Tree-Shaking: A Reference Guide
Before starting our journey to learn what tree-shaking is and how to set ourselves up for success with it, we need to understand what modules are in the JavaScript ecosystem.
Since its early days, JavaScript programs have grown in complexity and the number of tasks they perform. The need to compartmentalize such tasks into closed scopes of execution became apparent. These compartments of tasks, or values, are what we call modules. They’re main purpose is to prevent repetition and to leverage reusability. So, architectures were devised to allow such special kinds of scope, to expose their values and tasks, and to consume external values and tasks.

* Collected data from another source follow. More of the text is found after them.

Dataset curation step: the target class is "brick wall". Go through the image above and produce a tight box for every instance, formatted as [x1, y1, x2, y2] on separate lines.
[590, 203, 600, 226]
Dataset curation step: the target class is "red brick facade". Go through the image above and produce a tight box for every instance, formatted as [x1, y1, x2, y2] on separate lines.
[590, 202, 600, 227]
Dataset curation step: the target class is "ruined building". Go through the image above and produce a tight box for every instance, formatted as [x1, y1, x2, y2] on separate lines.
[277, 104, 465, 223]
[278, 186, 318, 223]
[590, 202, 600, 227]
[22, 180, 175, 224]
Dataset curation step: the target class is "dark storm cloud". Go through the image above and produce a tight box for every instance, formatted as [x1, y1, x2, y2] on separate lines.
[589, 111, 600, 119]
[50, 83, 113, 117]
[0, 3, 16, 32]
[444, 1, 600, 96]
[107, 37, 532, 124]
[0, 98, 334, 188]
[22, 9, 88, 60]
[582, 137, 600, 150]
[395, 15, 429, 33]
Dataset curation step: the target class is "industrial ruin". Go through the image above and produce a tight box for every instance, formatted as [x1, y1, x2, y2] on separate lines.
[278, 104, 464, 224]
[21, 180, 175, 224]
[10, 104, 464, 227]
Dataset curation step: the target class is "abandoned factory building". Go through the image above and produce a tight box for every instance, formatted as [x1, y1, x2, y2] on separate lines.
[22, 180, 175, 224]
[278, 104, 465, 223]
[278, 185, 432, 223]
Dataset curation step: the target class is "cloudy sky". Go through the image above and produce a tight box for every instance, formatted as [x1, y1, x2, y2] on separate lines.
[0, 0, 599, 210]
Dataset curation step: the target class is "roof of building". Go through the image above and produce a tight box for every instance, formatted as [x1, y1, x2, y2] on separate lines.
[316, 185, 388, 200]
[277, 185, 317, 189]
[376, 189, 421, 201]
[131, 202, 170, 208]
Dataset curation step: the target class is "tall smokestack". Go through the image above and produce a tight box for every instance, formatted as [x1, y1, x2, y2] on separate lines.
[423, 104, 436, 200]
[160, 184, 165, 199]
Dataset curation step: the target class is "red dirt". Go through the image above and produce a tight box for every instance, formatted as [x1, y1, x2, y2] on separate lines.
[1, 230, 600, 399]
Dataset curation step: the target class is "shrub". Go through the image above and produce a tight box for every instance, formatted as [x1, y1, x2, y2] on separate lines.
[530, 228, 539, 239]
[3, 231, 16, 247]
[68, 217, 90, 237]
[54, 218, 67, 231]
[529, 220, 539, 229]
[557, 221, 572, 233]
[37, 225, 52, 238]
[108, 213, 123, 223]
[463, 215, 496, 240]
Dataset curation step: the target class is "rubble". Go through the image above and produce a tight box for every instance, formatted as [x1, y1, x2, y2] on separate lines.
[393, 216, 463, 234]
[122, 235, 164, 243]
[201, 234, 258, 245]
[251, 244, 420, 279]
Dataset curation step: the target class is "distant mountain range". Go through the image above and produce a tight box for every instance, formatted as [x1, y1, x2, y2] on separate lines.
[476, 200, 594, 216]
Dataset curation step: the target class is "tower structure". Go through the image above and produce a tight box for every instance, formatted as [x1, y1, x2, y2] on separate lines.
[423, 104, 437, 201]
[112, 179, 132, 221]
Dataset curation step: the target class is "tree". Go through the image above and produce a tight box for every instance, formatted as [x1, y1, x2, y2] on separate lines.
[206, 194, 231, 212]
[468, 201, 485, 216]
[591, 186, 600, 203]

To dive deeper into what modules are and how they work, I recommend “ES Modules: A Cartoon Deep-Dive”. But to understand the nuances of tree-shaking and module consumption, the definition above should suffice.
What Does Tree-Shaking Actually Mean?
Simply put, tree-shaking means removing unreachable code (also known as dead code) from a bundle. As Webpack version 3’s documentation states:
“You can imagine your application as a tree. The source code and libraries you actually use represent the green, living leaves of the tree. Dead code represents the brown, dead leaves of the tree that are consumed by autumn. In order to get rid of the dead leaves, you have to shake the tree, causing them to fall.”

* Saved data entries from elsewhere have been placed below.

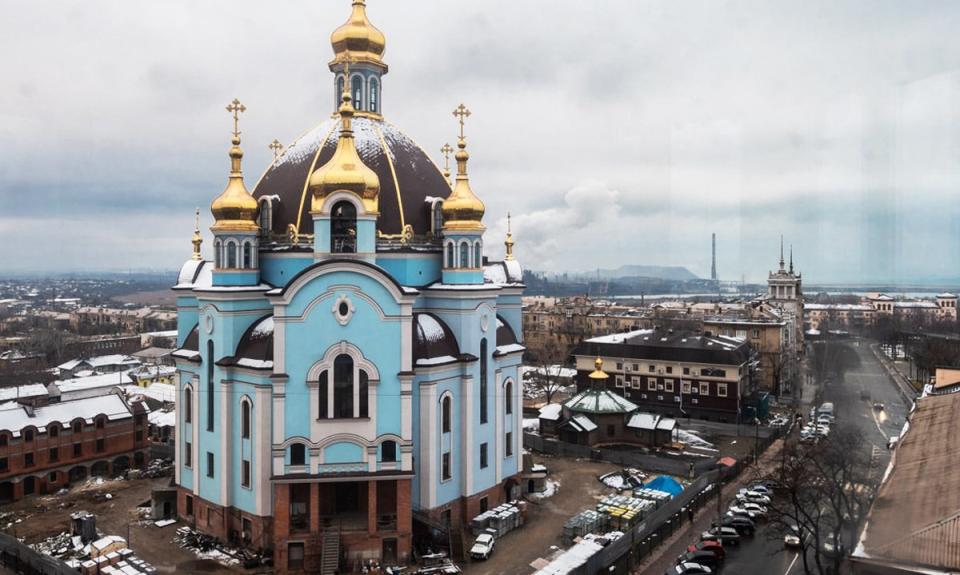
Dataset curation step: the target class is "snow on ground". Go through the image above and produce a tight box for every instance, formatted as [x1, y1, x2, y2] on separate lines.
[529, 479, 559, 500]
[600, 473, 624, 490]
[675, 429, 717, 450]
[523, 418, 540, 433]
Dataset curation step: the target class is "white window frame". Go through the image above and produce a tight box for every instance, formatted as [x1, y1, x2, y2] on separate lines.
[700, 382, 710, 396]
[717, 383, 728, 397]
[615, 375, 624, 388]
[664, 379, 674, 393]
[681, 381, 691, 394]
[647, 378, 657, 391]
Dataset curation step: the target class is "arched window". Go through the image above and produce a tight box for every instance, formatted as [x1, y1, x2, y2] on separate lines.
[290, 443, 306, 466]
[382, 440, 397, 462]
[206, 341, 214, 432]
[352, 75, 363, 109]
[184, 387, 192, 424]
[369, 78, 379, 113]
[319, 371, 329, 419]
[474, 242, 482, 269]
[214, 240, 222, 268]
[334, 354, 354, 418]
[460, 242, 470, 269]
[258, 199, 271, 234]
[242, 242, 252, 269]
[505, 380, 513, 415]
[433, 202, 444, 236]
[359, 370, 369, 418]
[479, 339, 488, 424]
[48, 423, 59, 438]
[72, 420, 83, 433]
[226, 241, 237, 268]
[337, 76, 345, 105]
[331, 201, 357, 254]
[446, 243, 454, 268]
[441, 395, 452, 434]
[241, 399, 251, 439]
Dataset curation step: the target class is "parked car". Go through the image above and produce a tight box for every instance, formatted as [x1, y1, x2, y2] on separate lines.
[749, 484, 771, 495]
[677, 551, 721, 570]
[716, 516, 756, 535]
[667, 562, 713, 574]
[740, 502, 768, 516]
[873, 402, 885, 411]
[784, 524, 802, 548]
[736, 489, 771, 504]
[686, 540, 725, 560]
[701, 526, 741, 545]
[728, 505, 761, 520]
[469, 533, 495, 560]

The term was first popularized in the front-end community by the Rollup team. But authors of all dynamic languages have been struggling with the problem since much earlier. The idea of a tree-shaking algorithm can be traced back to at least the early 1990s.
In JavaScript land, tree-shaking has been possible since the ECMAScript module (ESM) specification in ES2015, previously known as ES6. Since then, tree-shaking has been enabled by default in most bundlers because they reduce output size without changing the program’s behaviour.

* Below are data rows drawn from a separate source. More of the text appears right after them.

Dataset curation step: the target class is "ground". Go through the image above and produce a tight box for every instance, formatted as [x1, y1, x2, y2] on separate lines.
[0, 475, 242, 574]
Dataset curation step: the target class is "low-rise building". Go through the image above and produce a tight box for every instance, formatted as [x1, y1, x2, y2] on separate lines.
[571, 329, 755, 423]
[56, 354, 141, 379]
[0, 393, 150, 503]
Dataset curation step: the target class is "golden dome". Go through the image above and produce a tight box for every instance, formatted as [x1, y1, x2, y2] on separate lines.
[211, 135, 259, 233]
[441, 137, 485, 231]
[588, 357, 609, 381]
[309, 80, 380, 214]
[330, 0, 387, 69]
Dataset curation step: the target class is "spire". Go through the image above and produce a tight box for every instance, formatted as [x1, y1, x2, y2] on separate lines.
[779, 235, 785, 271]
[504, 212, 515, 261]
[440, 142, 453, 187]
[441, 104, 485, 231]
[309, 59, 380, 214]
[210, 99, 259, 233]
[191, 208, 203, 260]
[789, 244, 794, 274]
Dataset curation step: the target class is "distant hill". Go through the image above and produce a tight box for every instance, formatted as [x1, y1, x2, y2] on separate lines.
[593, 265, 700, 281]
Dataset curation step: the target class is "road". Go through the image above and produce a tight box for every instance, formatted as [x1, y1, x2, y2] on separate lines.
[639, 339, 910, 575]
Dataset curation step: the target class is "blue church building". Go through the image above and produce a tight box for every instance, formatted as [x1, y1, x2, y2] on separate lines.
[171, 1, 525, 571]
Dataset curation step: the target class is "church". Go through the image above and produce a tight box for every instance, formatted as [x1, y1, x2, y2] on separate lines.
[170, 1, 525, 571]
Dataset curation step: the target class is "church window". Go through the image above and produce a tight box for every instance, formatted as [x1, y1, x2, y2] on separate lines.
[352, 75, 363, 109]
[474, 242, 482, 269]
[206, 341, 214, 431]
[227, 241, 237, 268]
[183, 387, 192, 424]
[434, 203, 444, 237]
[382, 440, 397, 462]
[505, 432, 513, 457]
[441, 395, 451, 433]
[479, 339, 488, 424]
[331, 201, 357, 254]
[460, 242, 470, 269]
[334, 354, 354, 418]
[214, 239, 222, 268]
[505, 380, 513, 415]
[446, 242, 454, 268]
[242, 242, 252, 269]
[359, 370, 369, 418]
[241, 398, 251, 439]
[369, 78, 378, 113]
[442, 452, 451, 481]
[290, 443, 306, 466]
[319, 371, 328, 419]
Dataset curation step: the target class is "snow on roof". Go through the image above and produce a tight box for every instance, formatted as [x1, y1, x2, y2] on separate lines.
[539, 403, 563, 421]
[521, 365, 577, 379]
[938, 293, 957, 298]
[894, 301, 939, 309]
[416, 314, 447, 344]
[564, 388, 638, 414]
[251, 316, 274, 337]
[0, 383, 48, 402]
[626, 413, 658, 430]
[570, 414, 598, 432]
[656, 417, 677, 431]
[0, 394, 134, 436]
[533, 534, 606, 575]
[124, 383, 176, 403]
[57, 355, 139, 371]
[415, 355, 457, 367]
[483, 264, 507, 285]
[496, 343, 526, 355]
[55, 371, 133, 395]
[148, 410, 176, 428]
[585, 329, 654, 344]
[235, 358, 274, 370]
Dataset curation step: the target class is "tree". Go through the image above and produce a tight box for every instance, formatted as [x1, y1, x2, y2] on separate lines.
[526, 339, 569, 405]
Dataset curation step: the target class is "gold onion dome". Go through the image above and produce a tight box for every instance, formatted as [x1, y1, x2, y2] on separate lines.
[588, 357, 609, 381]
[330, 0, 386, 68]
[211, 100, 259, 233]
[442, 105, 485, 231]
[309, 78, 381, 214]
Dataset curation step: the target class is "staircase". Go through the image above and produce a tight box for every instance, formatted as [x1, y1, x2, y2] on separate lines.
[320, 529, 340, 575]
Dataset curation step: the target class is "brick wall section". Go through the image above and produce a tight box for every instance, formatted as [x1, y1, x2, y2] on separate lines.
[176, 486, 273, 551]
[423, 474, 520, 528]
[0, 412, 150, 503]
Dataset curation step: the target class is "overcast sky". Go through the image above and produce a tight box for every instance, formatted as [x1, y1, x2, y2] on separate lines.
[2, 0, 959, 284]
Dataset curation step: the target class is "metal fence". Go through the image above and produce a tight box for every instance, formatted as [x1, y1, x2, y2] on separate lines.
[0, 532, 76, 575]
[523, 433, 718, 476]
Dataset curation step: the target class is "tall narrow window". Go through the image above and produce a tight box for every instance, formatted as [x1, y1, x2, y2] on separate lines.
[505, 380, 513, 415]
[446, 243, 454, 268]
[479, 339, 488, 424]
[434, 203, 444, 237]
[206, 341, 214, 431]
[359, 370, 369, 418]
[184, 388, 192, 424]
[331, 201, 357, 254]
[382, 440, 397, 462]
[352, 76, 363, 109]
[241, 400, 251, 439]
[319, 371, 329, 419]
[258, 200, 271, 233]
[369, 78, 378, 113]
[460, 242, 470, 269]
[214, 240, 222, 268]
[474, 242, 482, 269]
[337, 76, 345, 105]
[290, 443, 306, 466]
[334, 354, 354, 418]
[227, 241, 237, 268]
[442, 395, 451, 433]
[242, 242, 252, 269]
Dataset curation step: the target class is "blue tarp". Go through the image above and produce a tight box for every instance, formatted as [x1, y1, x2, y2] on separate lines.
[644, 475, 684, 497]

The main reason for this is that ESMs are static by nature. Let‘s dissect what that means.
ES Modules vs. CommonJS
CommonJS predates the ESM specification by a few years. It came about to address the lack of support for reusable modules in the JavaScript ecosystem. CommonJS has a require()
function that fetches an external module based on the path provided, and it adds it to the scope during runtime.
That require
is a function
like any other in a program makes it hard enough to evaluate its call outcome at compile-time. On top of that is the fact that adding require
calls anywhere in the code is possible — wrapped in another function call, within if/else statements, in switch statements, etc.
With the learning and struggles that have resulted from wide adoption of the CommonJS architecture, the ESM specification has settled on this new architecture, in which modules are imported and exported by the respective keywords import
and export
. Therefore, no more functional calls. ESMs are also allowed only as top-level declarations — nesting them in any other structure is not possible, being as they are static: ESMs do not depend on runtime execution.
Scope and Side Effects
There is, however, another hurdle that tree-shaking must overcome to evade bloat: side effects. A function is considered to have side effects when it alters or relies on factors external to the scope of execution. A function with side effects is considered impure. A pure function will always yield the same result, regardless of context or the environment it’s been run in.
const pure = (a:number, b:number) => a + b
const impure = (c:number) => window.foo.number + c
Bundlers serve their purpose by evaluating the code provided as much as possible in order to determine whether a module is pure. But code evaluation during compiling time or bundling time can only go so far. Therefore, it’s assumed that packages with side effects cannot be properly eliminated, even when completely unreachable.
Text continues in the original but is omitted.